Wednesday, June 02, 2004

Why we can't retreat from the Middle East
OpinionJournal - The Real World: "This omits what has been the real threat and problem from the get-go. The Middle East is home to a gridlocked array of highly repressive governments, with their attendant secret police and highly controlled economies. To survive, people must as a rule make terrible compromises--just as they did in the U.S.S.R.--built around the institutions of dictatorship, and reinforcing those same repressive (and terror-promoting) institutions.

Baathism in Syria, for instance, doesn't just mean you must say only nice things about dictator Bashar Assad; it can also mean you are strong-armed into informing on members of your own family. Authoritarianism in Egypt doesn't just mean that Hosni Mubarak gets to be president for more than two decades; it also means that if you push for real elections you can end up in prison. Clerical rule as practiced in Iran doesn't just give the ayatollahs a hand in politics, it arms them with a global terrorist network and the power to smother an entire generation of young Iranians who would like them gone."

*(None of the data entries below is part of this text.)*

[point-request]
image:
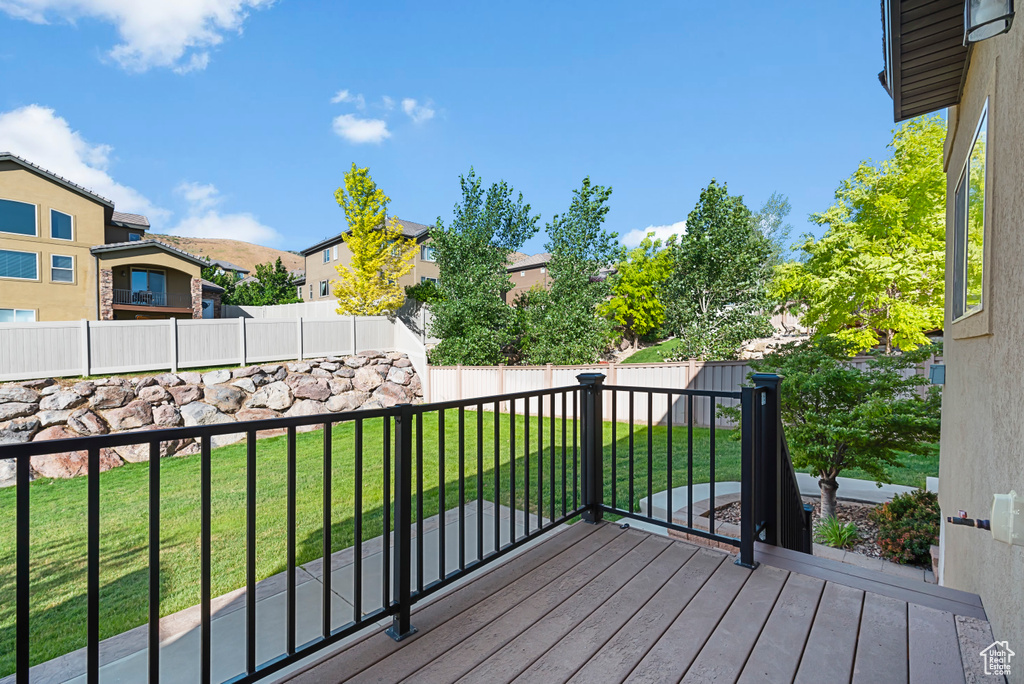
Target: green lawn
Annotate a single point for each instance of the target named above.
(653, 354)
(58, 515)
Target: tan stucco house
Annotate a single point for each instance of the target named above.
(938, 55)
(324, 258)
(66, 255)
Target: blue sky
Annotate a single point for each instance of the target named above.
(215, 117)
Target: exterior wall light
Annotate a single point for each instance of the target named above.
(985, 18)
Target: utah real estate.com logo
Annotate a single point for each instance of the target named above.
(997, 657)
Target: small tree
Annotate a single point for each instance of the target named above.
(838, 417)
(470, 317)
(878, 273)
(369, 286)
(562, 326)
(635, 305)
(717, 294)
(273, 285)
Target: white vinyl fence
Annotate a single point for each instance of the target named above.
(30, 350)
(464, 382)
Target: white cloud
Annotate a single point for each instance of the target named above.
(663, 232)
(418, 113)
(357, 131)
(204, 220)
(346, 96)
(176, 34)
(39, 135)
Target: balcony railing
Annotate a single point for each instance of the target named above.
(548, 459)
(151, 298)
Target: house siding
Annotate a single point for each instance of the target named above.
(982, 444)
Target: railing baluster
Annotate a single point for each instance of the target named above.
(462, 487)
(551, 479)
(386, 579)
(479, 481)
(650, 455)
(689, 462)
(154, 635)
(250, 552)
(328, 504)
(668, 447)
(92, 643)
(357, 522)
(441, 508)
(205, 528)
(498, 476)
(419, 502)
(291, 476)
(24, 581)
(614, 449)
(513, 507)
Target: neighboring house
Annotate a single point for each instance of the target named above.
(66, 255)
(324, 257)
(927, 68)
(526, 272)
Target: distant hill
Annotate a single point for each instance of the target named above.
(236, 251)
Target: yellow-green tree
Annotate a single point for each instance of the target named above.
(369, 286)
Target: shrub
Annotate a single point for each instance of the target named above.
(835, 533)
(908, 525)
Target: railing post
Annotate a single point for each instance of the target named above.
(402, 567)
(593, 445)
(748, 522)
(767, 462)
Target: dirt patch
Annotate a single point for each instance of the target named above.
(845, 511)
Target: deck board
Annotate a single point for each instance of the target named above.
(598, 603)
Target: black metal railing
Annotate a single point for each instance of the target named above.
(548, 461)
(151, 298)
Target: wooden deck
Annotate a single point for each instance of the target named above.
(600, 603)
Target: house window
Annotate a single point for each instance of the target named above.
(61, 225)
(17, 315)
(969, 228)
(23, 265)
(61, 268)
(17, 217)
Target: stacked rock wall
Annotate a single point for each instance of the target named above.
(46, 410)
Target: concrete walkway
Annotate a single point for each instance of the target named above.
(124, 658)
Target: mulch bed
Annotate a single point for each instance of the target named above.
(846, 511)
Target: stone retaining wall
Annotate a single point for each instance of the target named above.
(40, 410)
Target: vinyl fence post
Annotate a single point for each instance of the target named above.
(593, 445)
(402, 569)
(172, 342)
(85, 348)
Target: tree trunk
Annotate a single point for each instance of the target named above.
(827, 487)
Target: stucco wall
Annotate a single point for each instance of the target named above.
(52, 301)
(982, 449)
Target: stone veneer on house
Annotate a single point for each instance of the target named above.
(39, 410)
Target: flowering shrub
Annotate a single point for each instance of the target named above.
(908, 525)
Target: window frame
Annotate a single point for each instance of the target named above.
(14, 312)
(71, 216)
(962, 227)
(37, 279)
(72, 269)
(35, 214)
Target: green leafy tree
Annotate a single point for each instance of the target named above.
(877, 276)
(562, 325)
(273, 285)
(470, 317)
(838, 416)
(717, 295)
(635, 305)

Claudia Rosett writes wonderfully today on why we went into Iraq without the approval of France and Russia, or the UN, and why what we are doing and have done is important. And she says at least one thing that can't be said enough: "Abu Ghraib is flourished not simply as evidence that America made horrible mistakes in handling prisoners, but as an argument that the U.S. should never have gone into Iraq in the first place. Though had America stayed away, the murderous atrocities of Saddam would still be going on. And if experience is any guide, there would be no leaked Red Cross reports, no digital-photo exposés, no apologies, redress or reform. Just more mass graves."